Vijay initially attempts to help Vicky pursue Sapna, but in the process he falls in love with her himself, and Sapna gradually develops feelings for him as well. The brothers later discuss their feelings, although Vicky mistakenly believes that Vijay supports his efforts to win Sapna’s affection.

Meanwhile, Shanti pressures Dharampal to take Sapna away to Bombay or risk losing his job. Dharampal angrily leaves for the railway station with Sapna. When Vicky threatens to take his own life if he is not allowed to marry Sapna, Shanti reluctantly agrees to accept her. Sapna then returns to the Saigal household.
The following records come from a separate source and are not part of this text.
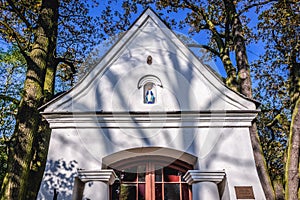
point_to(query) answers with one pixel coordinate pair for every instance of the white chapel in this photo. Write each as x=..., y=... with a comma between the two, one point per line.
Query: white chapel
x=150, y=122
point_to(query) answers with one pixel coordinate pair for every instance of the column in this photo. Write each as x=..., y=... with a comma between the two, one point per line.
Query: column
x=204, y=183
x=100, y=181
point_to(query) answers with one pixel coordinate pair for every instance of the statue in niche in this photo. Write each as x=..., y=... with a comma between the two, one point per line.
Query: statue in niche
x=149, y=93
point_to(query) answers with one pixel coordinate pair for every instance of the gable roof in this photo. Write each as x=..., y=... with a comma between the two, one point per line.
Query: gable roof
x=167, y=42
By this time, however, Vicky realises that Sapna and Vijay truly love each other. He decides to sacrifice his own feelings and brings them together. Afterwards, Vicky encounters a young woman named Anjali and is instantly attracted to her.

==Cast==

- Akshay Kumar as Vijayendra Saigal "Vijay"
- Saif Ali Khan as Vikram Saigal "Vicky"
- Kajol as Sapna
- Reema Lagoo as Shanti Saigal
- Saeed Jaffrey as Bhanupratap Saigal
- Deven Verma as Gurdas
- Achyut Potdar as Dharampal
- Neena Softa as Sujata
- Karishma Kapoor as Anjali Kashyap (special appearance)

==Music==
The film's soundtrack album contains seven songs composed by Dilip Sen and Sameer Sen, with lyrics written by Sameer. The song "Ole Ole", sung by Abhijeet was a hit at the music charts. The other artists who contributed to this album are Lata Mangeshkar, Kumar Sanu, Pankaj Udhas and Udit Narayan.
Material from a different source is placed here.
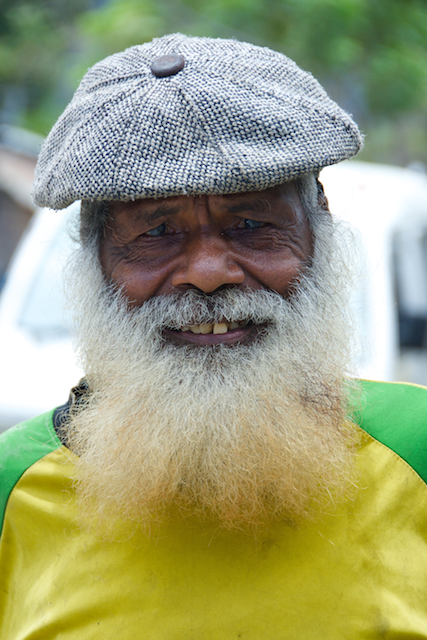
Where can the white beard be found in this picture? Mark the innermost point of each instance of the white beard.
(242, 434)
According to the Indian trade website Box Office India, with around 22,00,000 units sold the soundtrack became the eleventh highest-selling album of the year.

| # | Title | Singer(s) | Duration |
|---|---|---|---|
| 1. | "Hothon Pe Bas" | Lata Mangeshkar, Kumar Sanu | 04:54 |
| 2. | "Ole Ole" | Abhijeet | 04:32 |
| 3. | "Dekho Zara Dekho" | Lata Mangeshkar, Kumar Sanu | 04:45 |
| 4. | "Naam Kya Hai" | Lata Mangeshkar, Kumar Sanu | 03:28 |
| 5. | "Main Deewana Hoon" | Pankaj Udhas | 05:07 |
| 6. | "Lagi Lagi Hai Yeh Dil Ki Lagi" | Lata Mangeshkar, Udit Narayan, Abhijeet | 04:21 |
| 7. | "Gori Kalai" | Lata Mangeshkar, Udit Narayan | 05:15 |
| 8. | Dance Music (Instrumental) | Instrumental | 01:05 |

==Release==
Yeh Dillagi was released on 6 May 1994. According to the film-trade website Box Office India, the film opened to a wide audience and emerged as a commercial success and one of the highest-grossing films of 1994. Distributed by Eros International, it was released on DVD on 8 October 2007 in a single-disc pack. It was available for streaming on Amazon Prime Video and Apple TV+ since 23 May 2017. As of February 2026, it is available to stream on Netflix.

== Reception ==
Yeh Dillagi received a positive reception from critics. On 3 June 1994, The Indian Express praised Kajol's performance, saying that "[she] looks better than she did in Baazigar (1993) and gives a believable performance". A review published by India Today on 15 June hailed: "After a season of psychopaths and avenging angels, finally, relief. Here is romance, comedy and the foot-thumping ole ole."

At the 40th Filmfare Awards, Yeh Dillagi received 4 nominations – Best Actor (Kumar), Best Actress (Kajol), Best Music Director (Dilip Sen, Sameer Sen) and Best Male Playback Singer (Abhijeet for the song "Ole Ole").